Climate skeptics are routinely pilloried and shunned for daring to question the perceived scientific consensus on climate change, or even the cooked up 97% consensus. There are tactics of fear and intimidation that are used to try to silence many who choose to try publishing scientific works that question the consensus, as well as those who speak out politically. To hear climate proponents talk, any comparison made about treatment of climate skeptics paralleling the plight of Galileo is nothing but ridiculous. Cook’s “Skeptical Science” says:
The comparison is exactly backwards. Modern scientists follow the evidence-based scientific method that Galileo pioneered. Skeptics who oppose scientific findings that threaten their world view are far closer to Galileo’s belief-based critics in the Catholic Church.
With that in mind, read how science and medicine seems to want to hang on to a perceived consensus while excommunicating those who dare to question it. From The Guardian, of all places. Bold mine, highlighting what I consider being the QOTW.
This shaken baby syndrome case is a dark day for science – and for justice
A leading doctor faces being struck off for challenging the theory about the infant condition. It’s like Galileo all over again
On Friday, I witnessed something akin to a reenactment of the trial of Galileo, precisely four centuries after the original. Dr Waney Squier faces being struck off by the General Medical Council (GMC) for having the temerity to challenge the mainstream theory on shaken baby syndrome (SBS).
For years, the medical profession has boldly asserted that a particular “triad” of neurological observations is essentially diagnostic of SBS. Since the Nuremberg Code properly prevents human experimentation, this is an unproved hypothesis, and there has been rising doubt as to its validity.
I am convinced that Squier is correct, but one does not have to agree with me to see the ugly side to the GMC prosecution: the moment that we are denied the right to question a scientific theory that is held by the majority, we are not far away from Galileo’s predicament in 1615, as he appeared before the papal inquisition. He dared to suggest that the Bible was an authority on faith and morals, rather than on science, and that 1 Chronicles 16:30 – “the world is firmly established, it cannot be moved” – did not mean that the Earth was rigidly lodged at the epicentre of the universe. It was not until 1982 that Pope John Paul II issued a formal admission that the church had got it wrong.
Shaken baby syndrome is almost unique among medical diagnoses in that it is not focused on treating the child. If an infant has bleeding on the brain (a subdural hematoma), the doctor wants to relieve the pressure – it is of little relevance how the infant came about the injury. SBS is, then, a “diagnosis” of a crime rather than an illness, and when a brain surgeon comes into the courtroom and “diagnoses” guilt, the defendant, mostly a parent, is likely to go to prison – or worse.

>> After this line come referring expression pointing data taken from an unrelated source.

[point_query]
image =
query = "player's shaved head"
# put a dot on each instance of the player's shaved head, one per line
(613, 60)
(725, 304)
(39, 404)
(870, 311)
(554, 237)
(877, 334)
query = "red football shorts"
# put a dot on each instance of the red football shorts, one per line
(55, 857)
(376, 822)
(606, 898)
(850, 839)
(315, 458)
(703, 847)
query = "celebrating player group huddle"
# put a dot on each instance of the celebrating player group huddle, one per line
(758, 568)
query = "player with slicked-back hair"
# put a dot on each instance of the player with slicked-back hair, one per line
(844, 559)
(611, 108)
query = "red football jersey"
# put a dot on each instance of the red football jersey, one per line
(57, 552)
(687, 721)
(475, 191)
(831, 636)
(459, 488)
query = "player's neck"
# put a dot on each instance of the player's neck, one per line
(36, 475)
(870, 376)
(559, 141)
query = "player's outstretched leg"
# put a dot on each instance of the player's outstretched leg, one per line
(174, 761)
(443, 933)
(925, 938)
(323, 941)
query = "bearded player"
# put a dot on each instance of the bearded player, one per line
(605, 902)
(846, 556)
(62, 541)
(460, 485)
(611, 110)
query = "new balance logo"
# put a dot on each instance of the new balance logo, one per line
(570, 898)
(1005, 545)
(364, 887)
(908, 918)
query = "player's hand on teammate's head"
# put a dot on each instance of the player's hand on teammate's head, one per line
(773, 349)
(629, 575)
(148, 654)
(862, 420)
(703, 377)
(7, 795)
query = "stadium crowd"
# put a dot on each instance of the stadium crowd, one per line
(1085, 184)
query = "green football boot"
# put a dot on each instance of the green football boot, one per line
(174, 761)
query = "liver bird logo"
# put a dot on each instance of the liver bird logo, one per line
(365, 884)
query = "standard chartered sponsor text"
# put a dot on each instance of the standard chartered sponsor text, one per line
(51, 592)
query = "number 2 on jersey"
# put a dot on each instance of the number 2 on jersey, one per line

While we cannot drop a series of infants on their heads to test this, it would appear to be plain folly. The velocity of a five-foot fall means a child’s head can hit the ground at roughly 15mph, which is faster than most people – short of Usain Bolt – can sprint. I invited a series of neurosurgeons to run headlong into a hardwood wall in one courtroom, so we could see what happened to them. They politely declined, and stuck to their silly theory.
Those deemed to be blasphemers often suffer a gruesome fate. Although Squier may be struck off, at least she will not be burned at the stake. But the impact on medical science will be immense, because what other doctor will be prepared to question the prosecution theory if it means the end of a career? This is a very dark day for science, as it is for justice.